Wir sind darüber sehr bestürzt - nicht nur die Intensivmediziner, auch die deutsche Krankenhausgesellschaft, der Marburger Bund und andere Verbände. Das sind zum Teil sehr haltlosen Äußerungen, die nicht gut substantiiert und schlecht recherchiert sind. Da werden zum Teil auch Unwahrheiten verbreitet. Wir haben uns ganz klar dazu positioniert und wir haben auch erfreut zur Kenntnis genommen, dass andere Medien unabhängig von unserer Stellungnahme erkannt haben, dass dieser Bericht nicht der Wahrheit entspricht. Was mich besonders betroffen gemacht hat, dass dort der Eindruck erweckt wird, in Deutschland würden Menschen auf Intensivstation aufgenommen, um Geld zu verdienen. Dieser Vorwurf ist wirklich unglaublich und unhaltbar und wir bedauern es sehr, dass es Kolleginnen und Kollegen gibt, die sich tatsächlich dahingehend äußern. Damit vertiefen sie eine Kluft, die aus politischen Gründen offensichtlich gewollt ist.

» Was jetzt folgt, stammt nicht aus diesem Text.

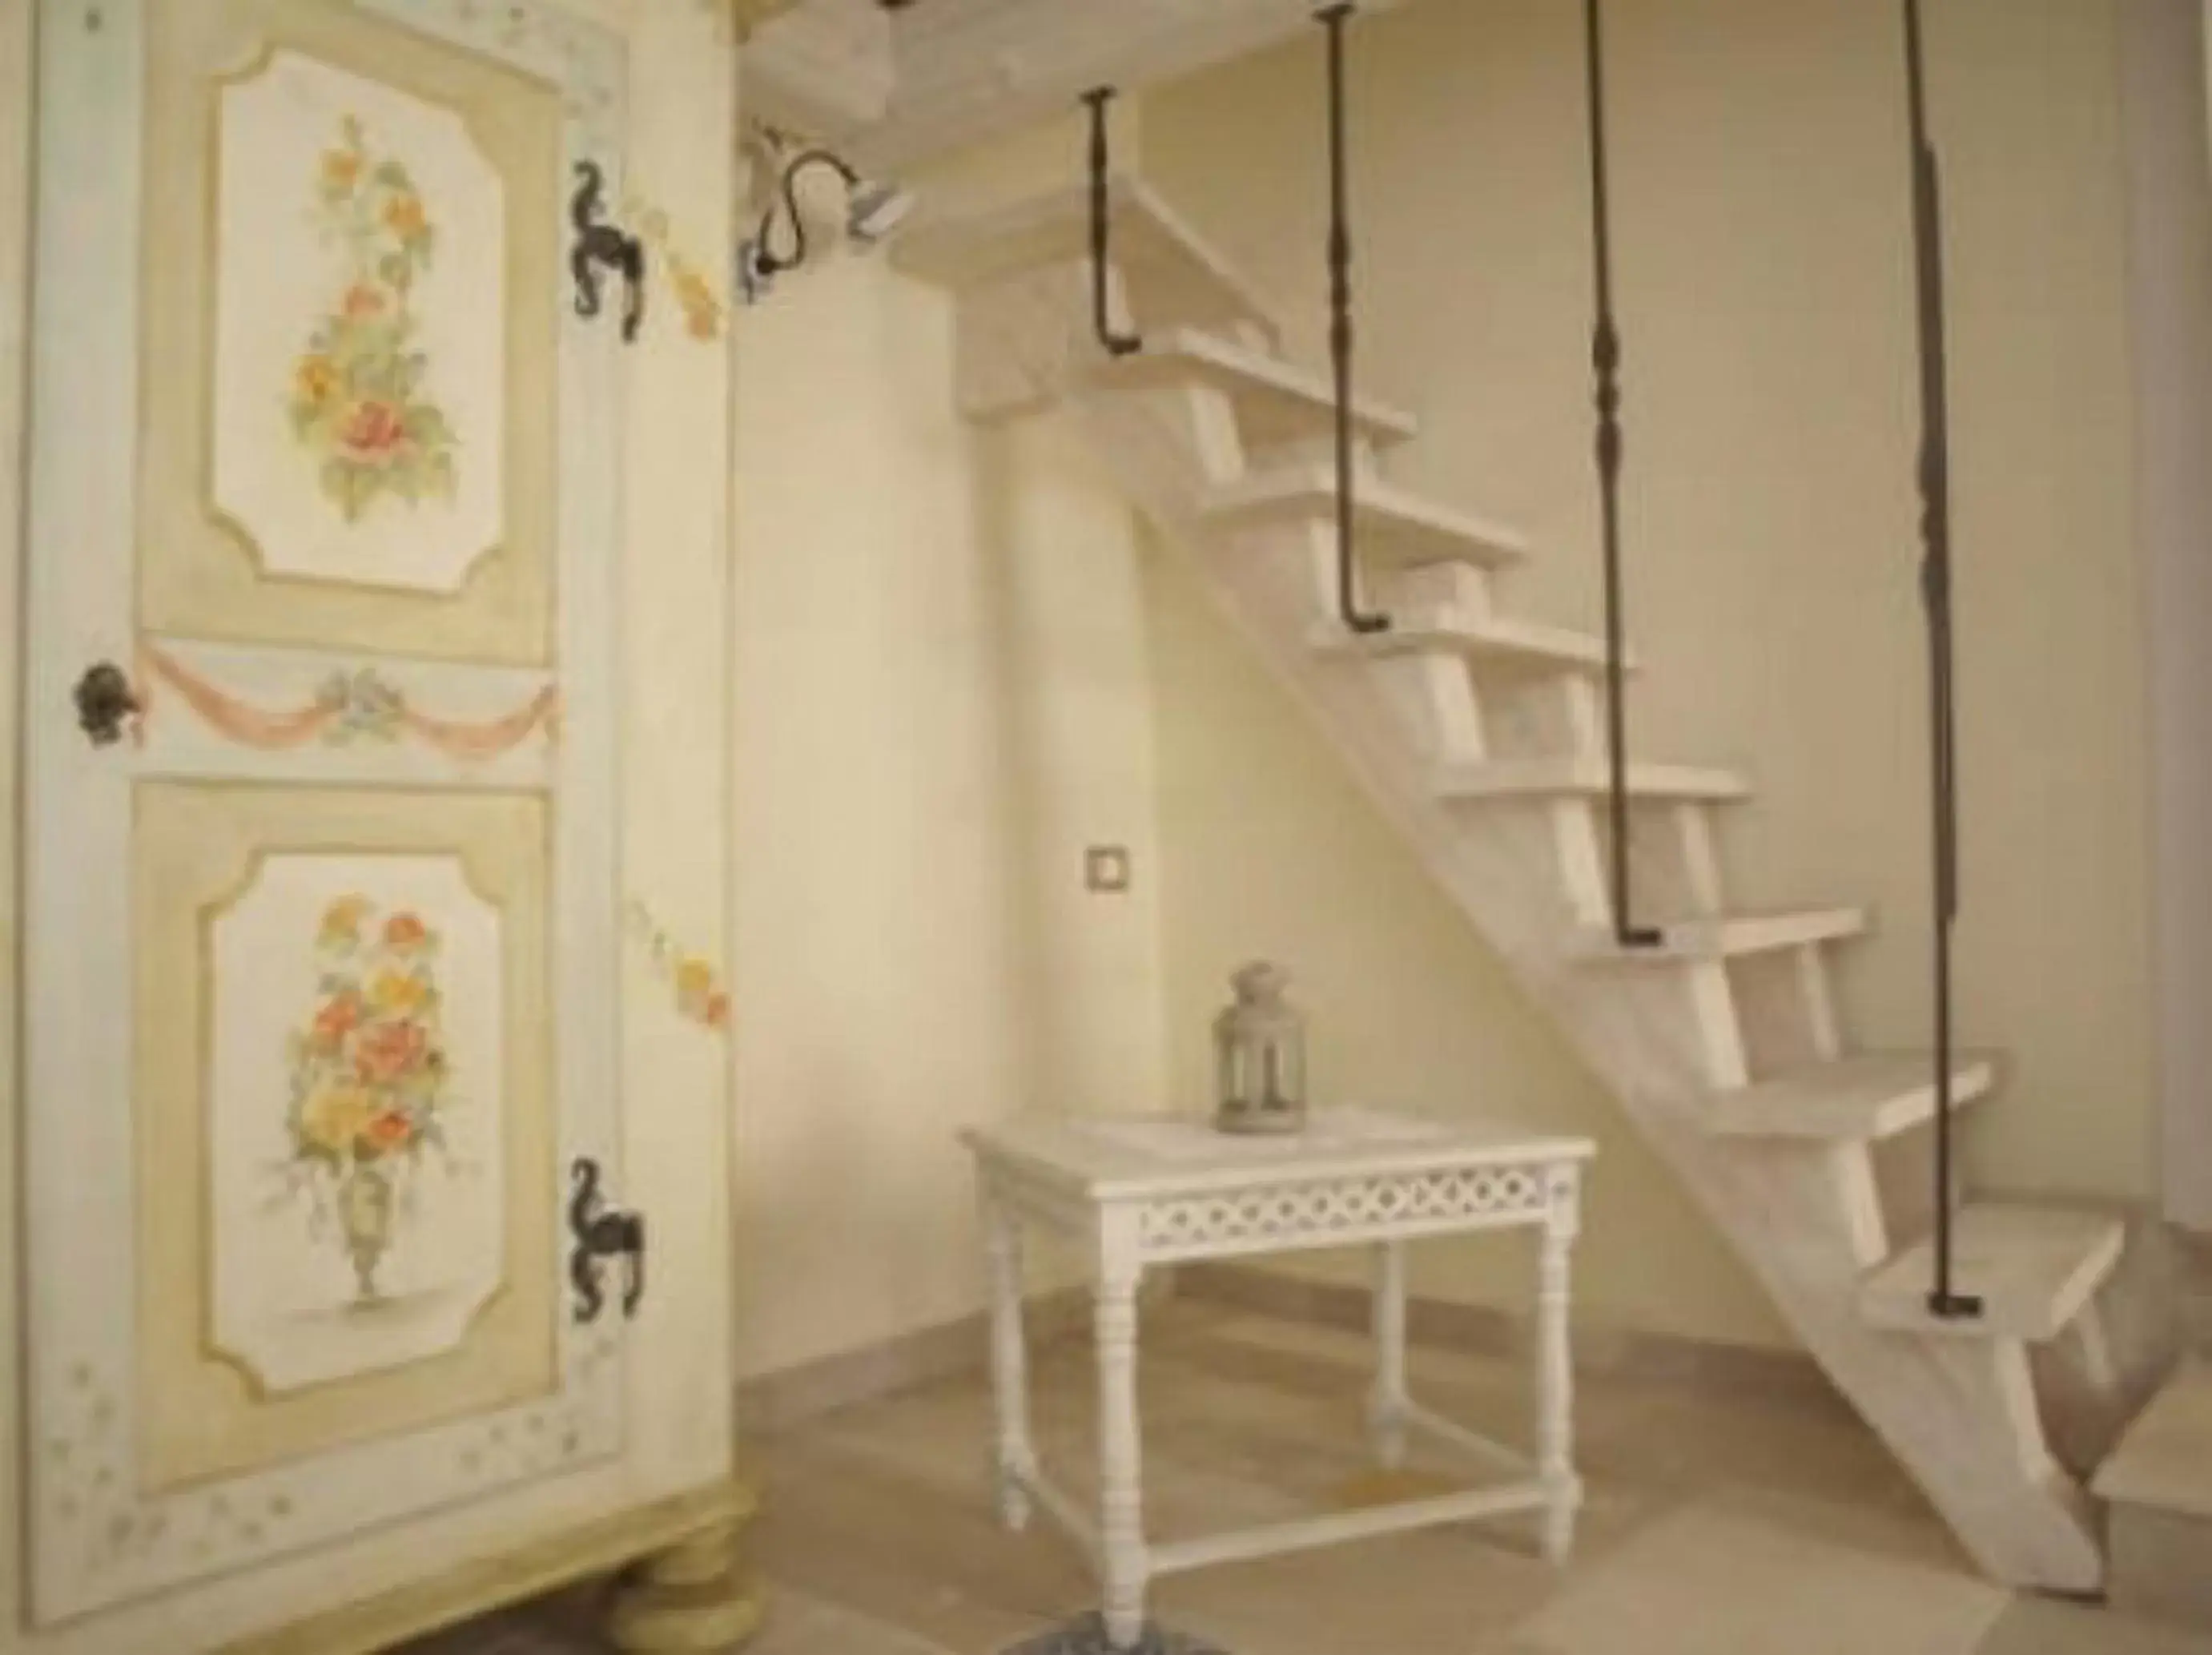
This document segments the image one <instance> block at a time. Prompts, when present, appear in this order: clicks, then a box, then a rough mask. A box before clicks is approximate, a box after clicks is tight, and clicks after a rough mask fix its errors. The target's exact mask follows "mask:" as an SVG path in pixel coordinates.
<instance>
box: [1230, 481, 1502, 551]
mask: <svg viewBox="0 0 2212 1655" xmlns="http://www.w3.org/2000/svg"><path fill="white" fill-rule="evenodd" d="M1352 504H1354V511H1356V516H1354V527H1356V529H1358V538H1360V540H1358V551H1360V560H1363V562H1365V564H1369V566H1380V569H1407V566H1413V564H1440V562H1467V564H1475V566H1478V569H1506V566H1511V564H1515V562H1520V560H1522V558H1526V555H1528V542H1526V540H1524V538H1522V535H1520V533H1515V531H1513V529H1504V527H1500V524H1495V522H1484V520H1482V518H1475V516H1471V513H1467V511H1455V509H1451V507H1440V504H1436V502H1433V500H1422V498H1420V496H1413V493H1407V491H1405V489H1398V487H1391V485H1389V482H1383V480H1380V478H1360V480H1358V485H1356V487H1354V491H1352ZM1199 516H1201V518H1203V520H1206V524H1208V527H1212V529H1261V527H1270V524H1283V522H1312V524H1329V522H1334V520H1336V471H1334V467H1327V465H1296V467H1279V469H1267V471H1259V473H1254V476H1250V478H1245V480H1241V482H1230V485H1223V487H1219V489H1214V491H1212V493H1208V496H1206V500H1201V504H1199Z"/></svg>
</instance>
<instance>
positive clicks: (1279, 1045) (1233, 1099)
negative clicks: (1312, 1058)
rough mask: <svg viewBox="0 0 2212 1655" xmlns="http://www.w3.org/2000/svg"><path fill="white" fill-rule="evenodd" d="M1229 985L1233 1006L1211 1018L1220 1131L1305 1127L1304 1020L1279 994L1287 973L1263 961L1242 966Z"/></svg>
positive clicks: (1284, 990) (1256, 1131) (1267, 1131)
mask: <svg viewBox="0 0 2212 1655" xmlns="http://www.w3.org/2000/svg"><path fill="white" fill-rule="evenodd" d="M1230 985H1232V987H1234V989H1237V1005H1232V1007H1228V1009H1225V1011H1223V1013H1221V1016H1219V1018H1214V1060H1217V1069H1219V1082H1217V1086H1219V1106H1217V1111H1214V1128H1217V1131H1223V1133H1301V1131H1305V1018H1301V1016H1298V1009H1296V1007H1294V1005H1290V1000H1285V998H1283V991H1285V989H1287V987H1290V976H1287V974H1285V971H1283V969H1281V967H1276V965H1267V962H1265V960H1256V962H1252V965H1248V967H1243V969H1241V971H1239V974H1237V976H1234V978H1230Z"/></svg>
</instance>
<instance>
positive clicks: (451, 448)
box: [290, 115, 456, 522]
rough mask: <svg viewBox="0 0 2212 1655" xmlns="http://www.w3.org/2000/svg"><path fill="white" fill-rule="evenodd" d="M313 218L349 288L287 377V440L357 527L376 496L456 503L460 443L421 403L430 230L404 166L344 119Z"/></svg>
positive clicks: (440, 412) (323, 487)
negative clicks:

Welchen Schaden hat das angerichtet?

Ich bin der festen Überzeugung, dass die Medizin in Deutschland und auch die deutsche Intensivmedizin einen tollen Job gemacht hat und wir lassen uns da auch nicht beirren. Wir haben vielen, vielen Menschen helfen können. Wir können auch zeigen, dass unsere Ergebnisse in Deutschland in der Behandlung von schwerkranken Covid-19-Patienten wirklich hervorragend im internationalen Vergleich sind. Auch die Sterblichkeitsraten sind deutlich geringer als woanders. Wir haben nicht Patienten unnötig behandelt. Wir haben versucht das Beste herauszuholen und die Ergebnisse geben uns recht.